Rewriting genes to fight metabolic diseases
Can we fix rare genetic diseases by correcting mistakes in DNA? During his PhD, Indi Joore explored one of the most precise tools for doing just that: prime editing. A tool especially promising for metabolic diseases, genetic diseases, caused by a mistake in DNA. But his work went beyond the lab. It led him to explore how science can be translated into real applications, and how startups might help get there faster. Indi successfully defended his thesis and graduated with cum laude distinction on July 1, 2025.
Every year, around 800 kids are born in the Netherlands with a metabolic disease, a group of rare genetic disorders that can have devastating effects from an early age. Many of these diseases have no available treatments. “They’re called rare, but taken together, they affect a huge number of people”, says Indi Joore. “The problem is that traditional drug development doesn’t work well for these small patient groups. It’s too expensive and too risky.”
Editing the genome like a word processor
During his PhD, Indi set out to explore a new solution for genetic disorders: prime editing, a precise gene-editing technique. “It’s like a word processor for your genome”, he explains. When Indi started, the technology was still brand new. “Together with a colleague, we were among the first to explore how it worked in practice”, he says.
But one critical question stood out: is it safe? Unlike earlier methods, prime editing can correct a wide range of genetic mutations with less risk of cutting the DNA in the wrong place. “We looked at unintended effects: does prime editing change other parts of the DNA that you don’t want it to? That was our focus.”
A promising technique
Their results were promising. “We didn’t find strong signs of off-target effects, and that gave the field confidence”, Indi says. His study became one of the first to highlight the relative safety of prime editing, compared to older techniques like base editing. “It’s an important step if you want to move toward using this in real patients.”
The challenge of turning rare disease research into real treatments encouraged Indi to look beyond the science. “We started thinking about how to make the technology scalable and realistic”, he says. “That includes business models and funding strategies, which you don’t always learn in a lab setting. I was lucky that my supervisor Sabine Fuchs gave me the freedom and support to explore that.”
Making medicine development faster and safer
Although Indi is moving away from gene editing after his PhD, he still wants to turn research into real-world solutions. He is now co-founding hello R&D, a startup that focuses on a new kind of liver organoids to test the safety of drugs. Organoids are mini, lab-grown organs made from real patient tissue. During his PhD, Indi worked with them, but he and a colleague noticed something surprising. The liver organoids looked more like bile ducts than actual liver. This led them to develop a better, more liver-like liver organoids: Hepatocyte Like Liver Organoids, or HeLLOs. “It’s a powerful model”, he explains. “You can test treatments directly on the patient’s biology to see if they work before trying anything in a person.”

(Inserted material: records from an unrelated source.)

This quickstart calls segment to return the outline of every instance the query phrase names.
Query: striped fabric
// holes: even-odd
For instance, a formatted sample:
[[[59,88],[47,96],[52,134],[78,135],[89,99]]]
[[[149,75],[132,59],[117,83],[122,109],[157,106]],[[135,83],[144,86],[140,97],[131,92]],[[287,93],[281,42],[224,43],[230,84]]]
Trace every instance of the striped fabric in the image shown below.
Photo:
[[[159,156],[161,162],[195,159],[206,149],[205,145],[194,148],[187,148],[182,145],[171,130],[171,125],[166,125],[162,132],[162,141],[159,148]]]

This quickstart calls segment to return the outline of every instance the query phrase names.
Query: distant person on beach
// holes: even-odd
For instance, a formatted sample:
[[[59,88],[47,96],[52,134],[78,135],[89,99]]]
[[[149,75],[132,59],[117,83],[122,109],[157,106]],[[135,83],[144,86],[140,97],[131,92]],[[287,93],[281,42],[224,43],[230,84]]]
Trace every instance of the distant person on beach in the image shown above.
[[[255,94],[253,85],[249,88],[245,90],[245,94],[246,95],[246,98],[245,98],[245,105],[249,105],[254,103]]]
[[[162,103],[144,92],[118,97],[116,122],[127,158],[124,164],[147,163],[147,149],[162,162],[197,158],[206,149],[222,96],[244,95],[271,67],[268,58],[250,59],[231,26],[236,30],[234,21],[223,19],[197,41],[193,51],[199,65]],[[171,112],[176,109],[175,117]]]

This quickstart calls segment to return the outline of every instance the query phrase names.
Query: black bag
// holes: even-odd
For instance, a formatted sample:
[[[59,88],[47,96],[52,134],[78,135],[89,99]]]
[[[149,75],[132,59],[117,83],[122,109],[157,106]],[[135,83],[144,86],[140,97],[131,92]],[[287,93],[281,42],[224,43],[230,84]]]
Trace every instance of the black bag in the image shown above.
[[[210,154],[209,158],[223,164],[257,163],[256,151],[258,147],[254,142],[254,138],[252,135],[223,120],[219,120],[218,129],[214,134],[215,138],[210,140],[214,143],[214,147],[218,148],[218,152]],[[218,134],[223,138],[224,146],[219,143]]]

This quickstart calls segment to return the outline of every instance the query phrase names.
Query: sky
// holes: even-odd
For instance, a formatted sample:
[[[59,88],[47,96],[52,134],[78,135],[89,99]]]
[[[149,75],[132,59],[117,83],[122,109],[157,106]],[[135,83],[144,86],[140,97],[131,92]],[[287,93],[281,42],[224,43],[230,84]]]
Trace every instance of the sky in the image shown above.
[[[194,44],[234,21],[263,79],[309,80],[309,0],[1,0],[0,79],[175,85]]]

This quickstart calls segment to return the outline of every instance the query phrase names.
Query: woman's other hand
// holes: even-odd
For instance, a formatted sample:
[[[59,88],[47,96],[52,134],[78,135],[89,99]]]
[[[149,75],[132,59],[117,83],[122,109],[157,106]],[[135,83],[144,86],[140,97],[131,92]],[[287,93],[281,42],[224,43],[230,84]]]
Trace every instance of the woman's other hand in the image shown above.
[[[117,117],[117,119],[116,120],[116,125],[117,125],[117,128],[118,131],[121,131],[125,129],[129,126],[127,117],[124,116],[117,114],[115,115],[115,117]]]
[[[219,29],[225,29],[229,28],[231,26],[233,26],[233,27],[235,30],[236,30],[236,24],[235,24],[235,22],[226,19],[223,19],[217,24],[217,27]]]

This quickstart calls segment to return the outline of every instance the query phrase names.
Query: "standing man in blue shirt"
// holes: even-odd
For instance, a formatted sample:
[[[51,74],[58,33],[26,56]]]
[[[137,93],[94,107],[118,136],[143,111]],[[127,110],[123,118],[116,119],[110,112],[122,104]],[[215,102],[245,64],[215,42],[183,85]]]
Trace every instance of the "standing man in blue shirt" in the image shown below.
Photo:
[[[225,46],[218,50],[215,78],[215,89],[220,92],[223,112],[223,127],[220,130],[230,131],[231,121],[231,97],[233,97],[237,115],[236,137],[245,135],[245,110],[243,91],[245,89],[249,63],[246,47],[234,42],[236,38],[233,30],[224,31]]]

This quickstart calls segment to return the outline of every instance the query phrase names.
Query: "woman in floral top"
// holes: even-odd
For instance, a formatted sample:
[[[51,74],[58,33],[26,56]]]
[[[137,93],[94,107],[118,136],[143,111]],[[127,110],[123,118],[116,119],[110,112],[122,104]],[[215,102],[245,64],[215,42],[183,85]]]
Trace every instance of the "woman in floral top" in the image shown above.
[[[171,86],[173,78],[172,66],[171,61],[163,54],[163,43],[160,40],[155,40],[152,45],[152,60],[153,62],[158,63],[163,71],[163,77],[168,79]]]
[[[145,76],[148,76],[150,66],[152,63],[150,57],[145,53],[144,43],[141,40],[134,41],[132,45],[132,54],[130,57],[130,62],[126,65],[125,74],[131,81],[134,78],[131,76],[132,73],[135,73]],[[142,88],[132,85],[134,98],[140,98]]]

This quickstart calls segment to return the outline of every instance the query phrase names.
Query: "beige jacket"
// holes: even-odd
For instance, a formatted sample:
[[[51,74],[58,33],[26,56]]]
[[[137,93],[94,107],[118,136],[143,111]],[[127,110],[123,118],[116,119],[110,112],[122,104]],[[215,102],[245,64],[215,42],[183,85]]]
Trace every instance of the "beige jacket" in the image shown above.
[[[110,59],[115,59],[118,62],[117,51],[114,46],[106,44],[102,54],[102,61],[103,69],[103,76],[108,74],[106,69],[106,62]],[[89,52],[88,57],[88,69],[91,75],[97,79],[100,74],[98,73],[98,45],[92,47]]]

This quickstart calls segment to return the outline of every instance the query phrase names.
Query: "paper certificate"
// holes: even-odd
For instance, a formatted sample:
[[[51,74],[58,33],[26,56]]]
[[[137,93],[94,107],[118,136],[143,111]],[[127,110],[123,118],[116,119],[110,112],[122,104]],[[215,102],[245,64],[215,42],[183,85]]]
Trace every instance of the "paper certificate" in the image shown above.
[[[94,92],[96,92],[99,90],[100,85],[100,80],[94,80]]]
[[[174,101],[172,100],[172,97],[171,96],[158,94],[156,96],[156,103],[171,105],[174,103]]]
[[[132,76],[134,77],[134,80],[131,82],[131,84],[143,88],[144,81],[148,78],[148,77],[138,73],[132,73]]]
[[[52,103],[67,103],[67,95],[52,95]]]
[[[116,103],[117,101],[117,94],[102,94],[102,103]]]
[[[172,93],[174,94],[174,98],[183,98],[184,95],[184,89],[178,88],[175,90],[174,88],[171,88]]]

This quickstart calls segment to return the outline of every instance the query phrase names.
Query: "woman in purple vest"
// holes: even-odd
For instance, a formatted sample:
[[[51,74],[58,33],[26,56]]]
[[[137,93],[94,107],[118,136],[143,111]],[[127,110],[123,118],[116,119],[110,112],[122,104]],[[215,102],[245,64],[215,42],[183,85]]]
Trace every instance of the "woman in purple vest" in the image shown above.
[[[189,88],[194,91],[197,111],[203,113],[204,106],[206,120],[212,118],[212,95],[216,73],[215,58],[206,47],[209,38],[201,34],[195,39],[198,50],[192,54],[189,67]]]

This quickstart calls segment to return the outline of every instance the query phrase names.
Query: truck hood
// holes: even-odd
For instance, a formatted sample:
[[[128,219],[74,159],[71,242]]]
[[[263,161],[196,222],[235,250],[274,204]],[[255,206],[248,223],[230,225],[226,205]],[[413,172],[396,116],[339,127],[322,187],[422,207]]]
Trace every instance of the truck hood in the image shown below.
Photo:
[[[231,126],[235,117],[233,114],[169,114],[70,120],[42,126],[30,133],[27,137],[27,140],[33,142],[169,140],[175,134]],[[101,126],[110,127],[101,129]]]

The startup helps pharma companies reduce risk early in development. “We’re still early”, Indi says. “Talking to investors, building projects, and trying to get our first revenue. But the long-term vision is bigger, we want to make medicine development faster and safer.”
Listening, not assuming
For Indi, one of the biggest lessons of his PhD came not from the lab, but from talking to people. “In the lab, we often think we know which symptoms matter most”, he says. “But when you speak with patients or their families, they might care more about other aspects of daily life.”
Talking to parents of a child with a rare condition made that clear. “It was hard. I wanted to be honest, but not overpromise. It taught me how considered you have to be and how valuable it is to include patients early in research.”
Keep growing in Utrecht
After nearly six years at RMU, which started as a master internship, Indi is ready for the next step, but grateful for what the place gave him. “It’s a special environment. Everyone is supportive, and the focus on patient-centered science really stands out.” Though his contract ends the day of his defense, his startup may stay in Utrecht a while longer. “We’re looking at lab space on the Uithof”, he says. “It feels like the right place to keep growing.”